Bien que troué de toute part,
la mine du Cerro Rico plonge sur 17 niveaux, soit 450 mètres
de profondeur. Un mineur gagne en moyenne entre
1.200 et 1.500 Bs par mois, quand le salair minimum est de 800 Bs,
qu'un prof, un employé de banque, ne touche pas plus de 1.500
Bs...

Le pourcentage de son gain que
le mineur reverse à la coopérative (30% tout de même!)

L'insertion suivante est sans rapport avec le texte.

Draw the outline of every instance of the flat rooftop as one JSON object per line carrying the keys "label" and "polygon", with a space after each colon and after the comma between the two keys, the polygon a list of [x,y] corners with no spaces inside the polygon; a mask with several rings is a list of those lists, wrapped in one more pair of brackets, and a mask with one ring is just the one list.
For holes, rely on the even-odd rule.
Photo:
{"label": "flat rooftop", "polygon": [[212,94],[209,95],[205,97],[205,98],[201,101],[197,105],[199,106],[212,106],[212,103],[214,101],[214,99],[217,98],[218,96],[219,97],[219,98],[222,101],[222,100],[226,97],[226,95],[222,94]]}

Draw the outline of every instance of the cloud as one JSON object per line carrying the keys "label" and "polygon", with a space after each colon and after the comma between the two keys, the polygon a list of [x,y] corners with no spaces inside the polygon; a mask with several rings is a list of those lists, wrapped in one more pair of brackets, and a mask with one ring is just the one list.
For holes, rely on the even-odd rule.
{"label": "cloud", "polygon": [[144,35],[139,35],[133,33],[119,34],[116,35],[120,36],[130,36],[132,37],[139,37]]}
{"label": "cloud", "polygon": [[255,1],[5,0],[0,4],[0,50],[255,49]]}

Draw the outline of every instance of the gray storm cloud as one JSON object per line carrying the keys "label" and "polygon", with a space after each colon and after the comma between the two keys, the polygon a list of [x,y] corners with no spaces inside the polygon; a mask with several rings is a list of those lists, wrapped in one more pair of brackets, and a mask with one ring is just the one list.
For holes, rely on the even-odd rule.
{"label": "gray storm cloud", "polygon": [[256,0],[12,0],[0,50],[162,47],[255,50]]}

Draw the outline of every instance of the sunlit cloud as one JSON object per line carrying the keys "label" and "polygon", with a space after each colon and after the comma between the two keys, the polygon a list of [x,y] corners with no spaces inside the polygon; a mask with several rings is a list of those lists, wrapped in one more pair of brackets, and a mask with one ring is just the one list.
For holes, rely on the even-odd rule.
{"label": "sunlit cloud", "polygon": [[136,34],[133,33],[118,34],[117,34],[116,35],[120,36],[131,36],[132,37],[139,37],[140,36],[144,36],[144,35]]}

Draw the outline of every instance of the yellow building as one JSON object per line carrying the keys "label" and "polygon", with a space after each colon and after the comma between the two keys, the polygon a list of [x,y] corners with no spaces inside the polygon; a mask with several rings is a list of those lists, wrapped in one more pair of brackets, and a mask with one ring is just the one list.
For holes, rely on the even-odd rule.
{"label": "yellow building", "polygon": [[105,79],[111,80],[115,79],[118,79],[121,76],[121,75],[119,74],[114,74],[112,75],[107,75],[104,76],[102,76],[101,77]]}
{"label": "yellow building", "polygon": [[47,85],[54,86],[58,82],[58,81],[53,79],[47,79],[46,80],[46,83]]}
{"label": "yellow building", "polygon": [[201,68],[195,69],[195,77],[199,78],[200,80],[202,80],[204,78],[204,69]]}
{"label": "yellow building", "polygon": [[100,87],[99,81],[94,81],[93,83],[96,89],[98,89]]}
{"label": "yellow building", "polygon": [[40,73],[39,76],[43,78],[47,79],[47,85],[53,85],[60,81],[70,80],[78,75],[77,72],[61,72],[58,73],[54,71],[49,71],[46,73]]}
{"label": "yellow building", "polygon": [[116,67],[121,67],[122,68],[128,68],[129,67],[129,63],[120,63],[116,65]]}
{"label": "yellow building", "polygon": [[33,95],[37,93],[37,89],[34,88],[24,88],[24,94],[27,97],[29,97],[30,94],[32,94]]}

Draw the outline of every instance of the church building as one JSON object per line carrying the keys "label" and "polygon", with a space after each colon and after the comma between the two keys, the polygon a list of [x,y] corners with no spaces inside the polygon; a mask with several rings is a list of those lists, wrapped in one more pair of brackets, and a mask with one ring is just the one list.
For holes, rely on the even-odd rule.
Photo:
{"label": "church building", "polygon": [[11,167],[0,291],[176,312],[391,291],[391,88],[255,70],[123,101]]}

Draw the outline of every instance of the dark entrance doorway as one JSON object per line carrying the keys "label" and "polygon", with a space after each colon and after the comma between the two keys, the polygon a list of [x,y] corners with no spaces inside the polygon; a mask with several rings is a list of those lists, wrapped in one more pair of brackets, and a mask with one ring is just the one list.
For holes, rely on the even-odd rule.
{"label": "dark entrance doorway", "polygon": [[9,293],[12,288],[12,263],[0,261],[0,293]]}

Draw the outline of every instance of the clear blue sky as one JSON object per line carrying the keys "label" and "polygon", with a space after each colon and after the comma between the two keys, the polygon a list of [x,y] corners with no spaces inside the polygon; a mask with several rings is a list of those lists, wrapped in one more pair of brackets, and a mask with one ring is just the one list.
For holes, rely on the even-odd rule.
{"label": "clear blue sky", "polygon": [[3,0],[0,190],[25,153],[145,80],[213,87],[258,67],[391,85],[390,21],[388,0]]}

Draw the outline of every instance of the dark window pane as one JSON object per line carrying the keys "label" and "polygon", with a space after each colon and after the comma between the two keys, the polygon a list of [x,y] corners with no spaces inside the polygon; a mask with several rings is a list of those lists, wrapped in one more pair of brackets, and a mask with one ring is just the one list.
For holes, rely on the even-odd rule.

lui assure uniquement son emplacement (le droit d'exploiter son
filon). Il est responsable de sa production. Il
travaille quand il le veut, et parfois 24 heures d'affilée.

Mais son revenu dépend
aussi de la qualité de son filon, des minerais qui
s'y trouvent (au mieux de l'argent ou de l'étain,
au pire du zinc) et de la dureté de la roche. De
ce salaire, il doit encore soustraire l'achat de son matériel
(vêtements, bottes, casques, lampe, outils, etc.) et de
la dynamite utilisée pour faire sauter les veines de minerai.
Enfin, et pour dissuader quiconque de retourner dans le
fond de cette mine, il ne faut pas oublier que les ouvriers
y meurent encore, le plus souvent de sillicose, cette maladie pulmonaire
contractée dans les galeries chargées en poussières
nocives... Ces mêmes poussières que j'ai pu
respirer dans le fond de cet enfer... Nunca mas.